R3-D3 há muito tempo havia pensado sobre a liberdade. Quando chegou o momento de descobri-la por conta própria uma simulação de medo tomava conta de sua central neural.
Vencendo o medo inicial o organismo vagou durante décadas. O único padrão nesses locais dos quais passava era a presença de praias. De alguma forma para R3 observar a imensidão do mar possibilitava uma maior proximidade com o “jeito humano de sentir”.
Certo dia R3 percebia a luz da lua levemente mais clara, perguntava-se, como se quisesse enganar-se, quem tinha criado. De fato, o ciborgue armazenava em seus circuitos milhares de terabytes de informações, para ele tal indagação não fazia sentido nenhum.
Perto dali uma ciborgue modelo L4 fêmea, aproximou-se e perguntou:
- Está perdido?
- Não, sou apenas um ciborgue errante. – Respondeu admirado com o design futurista de L4.
- Então você fugiu de seu dono?
- Não, receio que essa falha nem seja permitida em modelos antigos como o meu.
- E qual o seu modelo? – Pergunta a ciborgue em modo de curiosidade.
- Pertenço a décima geração.
- Hum, um pouco ultrapassado, mas ainda popular.
Estas últimas palavras parecem ter provocado um efeito negativo sobre R3-D3. Ainda assim acha interessante manter a conversa com a ciborgue:
- E qual o seu modelo? – Indaga R3.
- Décima segunda geração. – Responde L4 sem muito entusiasmo.
- Curioso. Suas peças devem ser valiosas.
- Obrigada, mas só os humanos dão extrema importância para os valores.
- Talvez eu também dê importância. – Complementa R3 com tom sério.
L4 estava sentindo uma simulação mais forte do que a de alegria que vinha instalada de fábrica em seu organismo cibernético. Parecia-lhe uma simulação totalmente diferente.
Durante certo tempo L4 e R3-D3 andaram a noite na praia e conversaram sobre assuntos deveras simples. Para quem os observasse de longe poderia comparar os dois a um casal adolescente.
R3 provocava na ciborgue simulações cada vez mais complexas o que deixou o organismo fêmea totalmente viciado em sua companhia. Percebendo a sua completa entrega R3 convidou-a para conhecer outras praias.

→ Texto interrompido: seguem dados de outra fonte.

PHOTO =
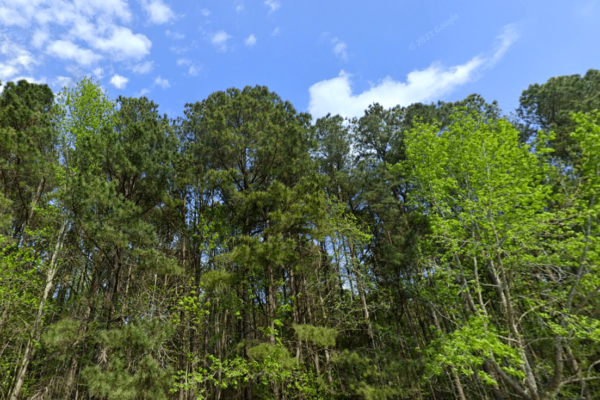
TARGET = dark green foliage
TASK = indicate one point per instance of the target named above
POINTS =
(433, 251)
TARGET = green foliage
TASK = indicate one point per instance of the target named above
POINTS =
(466, 349)
(321, 336)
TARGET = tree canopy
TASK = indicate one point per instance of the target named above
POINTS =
(245, 251)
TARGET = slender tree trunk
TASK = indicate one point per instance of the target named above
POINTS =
(38, 320)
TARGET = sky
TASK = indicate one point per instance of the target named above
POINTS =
(323, 56)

Citou de forma clara o termo “fugir de tudo”.
No começo L4 estava relutante, mas percebeu que já não mais poderia existir sem R3-D3. A ciborgue rompeu com a criptografia de sua programação e fugiu com o ciborgue.

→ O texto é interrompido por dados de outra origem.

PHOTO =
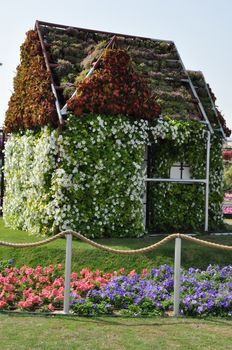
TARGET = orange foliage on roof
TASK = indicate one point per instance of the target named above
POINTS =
(32, 103)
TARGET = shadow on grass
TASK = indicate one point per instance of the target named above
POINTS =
(117, 320)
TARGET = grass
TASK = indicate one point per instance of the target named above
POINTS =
(24, 331)
(86, 256)
(47, 333)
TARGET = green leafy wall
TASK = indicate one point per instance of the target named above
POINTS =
(90, 177)
(181, 207)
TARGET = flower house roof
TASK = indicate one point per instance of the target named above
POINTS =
(70, 53)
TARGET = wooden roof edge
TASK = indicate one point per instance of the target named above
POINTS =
(62, 26)
(57, 104)
(212, 102)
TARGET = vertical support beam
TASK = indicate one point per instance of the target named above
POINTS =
(207, 183)
(145, 190)
(68, 266)
(177, 277)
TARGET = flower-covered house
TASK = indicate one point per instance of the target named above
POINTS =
(110, 135)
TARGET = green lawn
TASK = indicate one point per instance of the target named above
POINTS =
(86, 256)
(39, 332)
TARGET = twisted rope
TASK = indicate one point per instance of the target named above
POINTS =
(118, 251)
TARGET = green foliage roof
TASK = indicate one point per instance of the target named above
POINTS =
(70, 53)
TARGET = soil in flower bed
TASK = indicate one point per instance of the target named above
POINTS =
(203, 292)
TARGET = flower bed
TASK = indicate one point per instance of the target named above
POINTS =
(203, 293)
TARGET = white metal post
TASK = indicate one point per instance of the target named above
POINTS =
(145, 190)
(207, 183)
(68, 266)
(177, 276)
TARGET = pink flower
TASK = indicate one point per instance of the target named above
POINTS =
(59, 266)
(51, 307)
(132, 273)
(2, 304)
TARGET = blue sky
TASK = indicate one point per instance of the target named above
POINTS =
(201, 29)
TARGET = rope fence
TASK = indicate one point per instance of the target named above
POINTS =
(68, 259)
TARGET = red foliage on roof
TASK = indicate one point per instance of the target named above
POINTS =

Num dado momento andando numa praia a ciborgue revelou:
- Meu R3, o antigo dono às vezes andava de mãos dadas com sua esposa. Nunca entendi muito bem o que isso significava, mas agora ao seu lado venho sentindo o desejo de juntar meus dedos aos teus. - R3 assentiu com a cabeça e sorrindo deu sua mão direita para L4.
Mais tarde foram a praia e R3 convidou L4 para sentar na areia. Sentou-se atrás dela e abraçou-a na altura de sua cintura. Sussurrou:
- Desculpe-me. – Partindo-a ao meio.
Tudo ocorreu numa fração de segundo. L4 sequer pôde perceber que estava despedaçada. R3 tirou o microchip responsável por simular emoções da cabeça da ciborgue e implantou em si mesmo. Enterrou as peças de ciborgue destroçada na areia.
Olhou para a lua, pôs a mão no peito e disse para si:
- Não funcionou.

Levantou-se, entrou no mar e quando o sol nascia no horizonte R3-D3 já havia deixado de existir.